[linux-elitists] lawyers, vim, software patents

Don Marti dmarti@zgp.org
Sat May 12 01:51:45 PDT 2001

Weasel lawyer alert: I just got a letter from a Mr. Steven G. Schulman
of Milberg Weiss Bershad Hynes & Lerach LLP (which stands for Losers,
Lawyers, and Parasites) asking me to join their stupid "shareholder
class action" lawsuit against Red Hat. I can smell the boiler room on
this cheesy direct mail -- it's not even a proper lawyer envelope, it's
a cheap Walgreen's envelope with an Avery label. Anyone who joins their
class is an asshole. Hope Red Hat beats this and Schulman goes back to
chasing investment banks or ambulances.

I'd like to look at people's .vimrc files for an LJ piece; if you have
anything particularly cool in yours, please post it and I'll give you
appropriate credit if I use it.

Now for some fun stuff -- a posting from RMS about why priorart.org is a
bad idea. (If you're jonesing for more from him after reading this, try

And the Federation for a Free Informational Infrastructure's
point of view on prior art databases is here:
http://swpat.ffii.org/stidi/gacri/indexen.html Basically, their argument
is that prior art should still be published -- but in a reliably
timestamped but not easily searchable way. (Dead-tree-based magazines,

So -- can anyone give a reason why priorart.org should exist, if all it
does is help turn your published idea into a patent thicket?  Here's
the Stallman thing.

----- Forwarded message from Richard Stallman <rms@gnu.org> -----

Date: Fri, 11 May 2001 23:42:05 -0600 (MDT)
From: Richard Stallman <rms@gnu.org>
Subject: Re: [Freesw] priorart.org
To: Bernard.Lang@inria.fr
Cc: kmself@ix.netcom.com, fsb@crynwr.com, freesw@conecta.it
Reply-To: rms@gnu.org

There are major problems with priorart.org.  Actually, two
problems--one tactical, and one strategic.
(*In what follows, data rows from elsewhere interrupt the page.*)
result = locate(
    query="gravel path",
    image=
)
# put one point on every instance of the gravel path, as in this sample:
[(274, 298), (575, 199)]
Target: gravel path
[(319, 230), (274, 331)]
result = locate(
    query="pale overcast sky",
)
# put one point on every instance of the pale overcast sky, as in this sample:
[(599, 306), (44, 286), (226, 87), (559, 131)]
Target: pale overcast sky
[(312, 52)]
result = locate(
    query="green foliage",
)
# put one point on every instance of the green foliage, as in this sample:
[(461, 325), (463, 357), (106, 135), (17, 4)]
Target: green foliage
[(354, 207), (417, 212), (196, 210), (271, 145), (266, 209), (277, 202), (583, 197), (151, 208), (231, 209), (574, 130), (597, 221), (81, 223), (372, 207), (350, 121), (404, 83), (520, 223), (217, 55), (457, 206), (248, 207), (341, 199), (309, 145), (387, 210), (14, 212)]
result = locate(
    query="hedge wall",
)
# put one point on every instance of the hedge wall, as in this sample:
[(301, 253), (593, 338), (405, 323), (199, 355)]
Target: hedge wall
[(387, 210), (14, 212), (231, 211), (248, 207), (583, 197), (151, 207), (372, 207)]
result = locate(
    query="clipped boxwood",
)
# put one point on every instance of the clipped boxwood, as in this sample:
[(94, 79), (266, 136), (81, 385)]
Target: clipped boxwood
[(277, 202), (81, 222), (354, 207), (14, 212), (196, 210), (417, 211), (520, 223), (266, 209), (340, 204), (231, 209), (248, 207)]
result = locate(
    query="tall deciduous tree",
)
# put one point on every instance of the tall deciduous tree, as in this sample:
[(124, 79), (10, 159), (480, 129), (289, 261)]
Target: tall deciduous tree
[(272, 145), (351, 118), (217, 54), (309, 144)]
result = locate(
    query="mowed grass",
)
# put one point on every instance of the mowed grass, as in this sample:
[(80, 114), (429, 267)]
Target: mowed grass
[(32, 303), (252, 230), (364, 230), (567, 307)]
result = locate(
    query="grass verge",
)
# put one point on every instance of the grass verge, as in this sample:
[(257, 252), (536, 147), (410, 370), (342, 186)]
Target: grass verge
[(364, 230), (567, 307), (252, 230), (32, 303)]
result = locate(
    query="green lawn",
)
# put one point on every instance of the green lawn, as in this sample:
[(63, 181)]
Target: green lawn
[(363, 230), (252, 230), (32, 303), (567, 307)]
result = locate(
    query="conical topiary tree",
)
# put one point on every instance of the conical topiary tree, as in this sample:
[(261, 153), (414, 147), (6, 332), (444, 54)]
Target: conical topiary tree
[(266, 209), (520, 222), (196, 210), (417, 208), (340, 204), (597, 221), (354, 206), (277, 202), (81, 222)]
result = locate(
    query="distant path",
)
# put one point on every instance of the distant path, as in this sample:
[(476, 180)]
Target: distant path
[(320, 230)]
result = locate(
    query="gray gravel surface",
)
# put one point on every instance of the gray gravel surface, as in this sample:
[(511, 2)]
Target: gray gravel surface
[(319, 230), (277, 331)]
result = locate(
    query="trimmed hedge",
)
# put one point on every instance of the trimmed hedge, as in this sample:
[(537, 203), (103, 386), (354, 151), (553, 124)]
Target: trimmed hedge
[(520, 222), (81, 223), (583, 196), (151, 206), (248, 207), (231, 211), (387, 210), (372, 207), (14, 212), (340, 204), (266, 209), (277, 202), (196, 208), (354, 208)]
In the US patent system, if the PTO looked at certain prior art and
decided to issue the patent anyway, the court is supposed to presume
the PTO was right to regard that prior art as insufficient.
But if the PTO was unaware of the prior art, then the court can look
at it with an unbiased eye.

As a result, prior art is more effective against patents if the PTO
does not know about it.  For potential patent victims to inform the
PTO about prior art is a self-defeating project.
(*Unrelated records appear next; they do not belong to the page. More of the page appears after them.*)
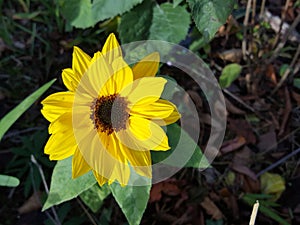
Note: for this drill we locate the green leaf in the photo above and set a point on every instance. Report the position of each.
(94, 196)
(132, 199)
(169, 24)
(9, 181)
(296, 82)
(13, 115)
(176, 3)
(229, 74)
(209, 15)
(86, 13)
(176, 133)
(63, 187)
(135, 24)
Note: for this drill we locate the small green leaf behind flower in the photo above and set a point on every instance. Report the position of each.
(13, 115)
(86, 13)
(63, 187)
(94, 196)
(165, 23)
(132, 199)
(210, 15)
(229, 74)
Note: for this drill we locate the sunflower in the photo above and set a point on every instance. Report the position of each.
(110, 117)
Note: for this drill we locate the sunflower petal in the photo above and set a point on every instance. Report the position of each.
(79, 165)
(100, 179)
(122, 74)
(70, 79)
(98, 74)
(111, 49)
(57, 104)
(62, 124)
(147, 67)
(157, 110)
(143, 134)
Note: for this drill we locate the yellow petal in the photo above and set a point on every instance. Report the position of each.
(79, 165)
(104, 156)
(70, 80)
(60, 145)
(80, 62)
(121, 171)
(100, 179)
(57, 104)
(94, 80)
(61, 124)
(122, 75)
(111, 49)
(147, 67)
(158, 110)
(143, 134)
(143, 90)
(172, 118)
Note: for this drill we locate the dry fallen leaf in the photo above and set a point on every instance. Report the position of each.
(242, 128)
(211, 209)
(232, 145)
(241, 161)
(167, 187)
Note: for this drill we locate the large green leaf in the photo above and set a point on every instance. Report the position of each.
(9, 181)
(176, 133)
(169, 24)
(14, 114)
(209, 15)
(63, 187)
(86, 13)
(135, 24)
(132, 199)
(94, 196)
(229, 74)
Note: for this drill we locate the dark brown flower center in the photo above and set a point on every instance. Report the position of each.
(110, 113)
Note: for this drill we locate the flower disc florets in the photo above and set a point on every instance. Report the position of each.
(110, 113)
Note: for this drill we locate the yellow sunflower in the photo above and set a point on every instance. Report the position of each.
(110, 117)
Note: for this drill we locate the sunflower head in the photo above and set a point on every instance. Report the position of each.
(111, 116)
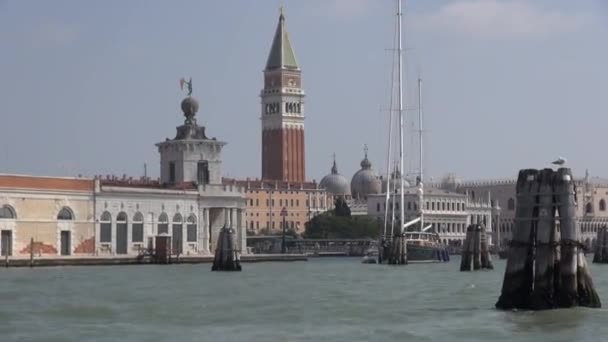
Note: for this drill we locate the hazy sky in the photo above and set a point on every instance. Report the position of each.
(89, 86)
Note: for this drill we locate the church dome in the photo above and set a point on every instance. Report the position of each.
(365, 181)
(396, 180)
(450, 182)
(335, 183)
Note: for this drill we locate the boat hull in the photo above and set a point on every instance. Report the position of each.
(426, 253)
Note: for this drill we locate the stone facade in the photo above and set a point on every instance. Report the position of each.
(120, 217)
(302, 202)
(57, 214)
(591, 211)
(283, 145)
(448, 213)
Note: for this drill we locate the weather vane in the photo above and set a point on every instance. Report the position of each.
(183, 81)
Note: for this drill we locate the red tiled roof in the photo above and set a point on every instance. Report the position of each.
(47, 183)
(267, 184)
(148, 184)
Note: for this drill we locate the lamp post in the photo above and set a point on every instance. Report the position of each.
(284, 214)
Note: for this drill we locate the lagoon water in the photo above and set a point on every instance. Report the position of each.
(324, 299)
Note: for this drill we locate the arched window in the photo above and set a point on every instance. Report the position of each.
(122, 233)
(122, 217)
(177, 234)
(137, 227)
(65, 214)
(7, 212)
(177, 218)
(511, 204)
(163, 224)
(191, 228)
(105, 227)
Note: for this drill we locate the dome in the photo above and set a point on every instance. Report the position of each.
(395, 181)
(450, 182)
(365, 181)
(335, 183)
(189, 106)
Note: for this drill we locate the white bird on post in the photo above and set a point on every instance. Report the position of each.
(560, 161)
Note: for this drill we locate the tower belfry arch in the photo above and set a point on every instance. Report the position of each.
(282, 112)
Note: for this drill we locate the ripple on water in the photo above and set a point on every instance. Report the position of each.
(336, 299)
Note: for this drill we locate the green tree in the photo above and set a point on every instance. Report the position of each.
(341, 207)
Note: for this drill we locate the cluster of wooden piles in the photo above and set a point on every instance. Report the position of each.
(600, 254)
(546, 267)
(475, 249)
(227, 255)
(394, 252)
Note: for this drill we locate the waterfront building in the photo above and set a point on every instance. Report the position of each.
(283, 183)
(267, 199)
(111, 216)
(448, 213)
(56, 213)
(283, 152)
(591, 211)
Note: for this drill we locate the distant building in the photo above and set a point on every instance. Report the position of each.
(591, 212)
(112, 216)
(283, 183)
(448, 213)
(283, 153)
(267, 199)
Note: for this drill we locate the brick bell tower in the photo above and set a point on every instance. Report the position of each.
(282, 112)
The effect of this is worse than you might think, because of the way
the PTO uses prior art.  The question they are suppose is, "Is this
idea unobvious given the known prior art?"  But their threshold of
"unobvious" is so low, that in practice the tiniest difference from
the known prior art is enough excuse for them to issue a patent.  The
courts are much more likely to apply a sensible definition of
"unobvious", if they are not blocked by a prior PTO decision about the
same prior art.

Then there is the strategic problem.  I have seen publicity associated
with this activity, and it serves as an excuse to whitewash the system
of software patents.  The publicity suggests that we could live with
software patents, if only we "work to make the system function" in
this way.  It encourages people to think that the only problem in
software patents is when non-novel ideas are patented, and that
software patents on new ideas (some brilliant, most pedestrian) are
ok.  And that will undermine the efforts now under way in Europe to
prevent software patents there.

Organized efforts to collect prior art could be useful if they avoid
these two problems.  But if they have these problems, they can easily
do more harm than good.

----- End forwarded message -----

Don Marti              "I've never sent or received a GIF in my life."